Almost eight years ago, Kenya was treated to a shock with headlines in both local media and international reporting of an unexpected fatality at Maasai Mara.

On August 8, 2016, Dong Yi and his wife Luo Jinli aged 45 years checked in to Sun Africa Hotels t/a Keekorok Lodge Maasai Mara.

As the day came to an end, the couple went to the restaurant for their meal and while there, an altercation occurred that would change their lives forever.

The squabble happened in Chinese between the couple and one Lee Changpin, who accused them of occupying the table that had been reserved for him.

As the argument ensued, Changpin left the table only to return with a steak knife which he used to stab both Yi and Jinli.

Jinli succumbed to the injuries while Yi, who had been stabbed in the belly and arm was rushed to Nairobi for treatment.
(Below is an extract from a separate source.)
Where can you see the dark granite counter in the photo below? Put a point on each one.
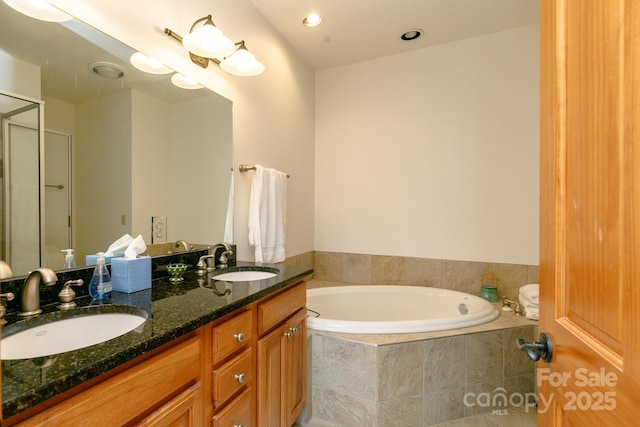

Three years later on August 5, 2019, Yi moved to the High Court at Narok blaming Keekorok Lodge for negligence.

Through his advocate Conrad Maloba, Yi told the court it was because of the lodge’s negligence that Changpin was able to attack them.

He prayed for general damages for pain and suffering, damages under the Fatal Accidents Act, damages for loss of dependency, damages for loss of life expectation and special damages of Sh2,065,100.

Yi told the court that before her death, his wife was a security manager in Beijing where she earned two million yuan.

This, he said, was not average and depended on dividends and other elements.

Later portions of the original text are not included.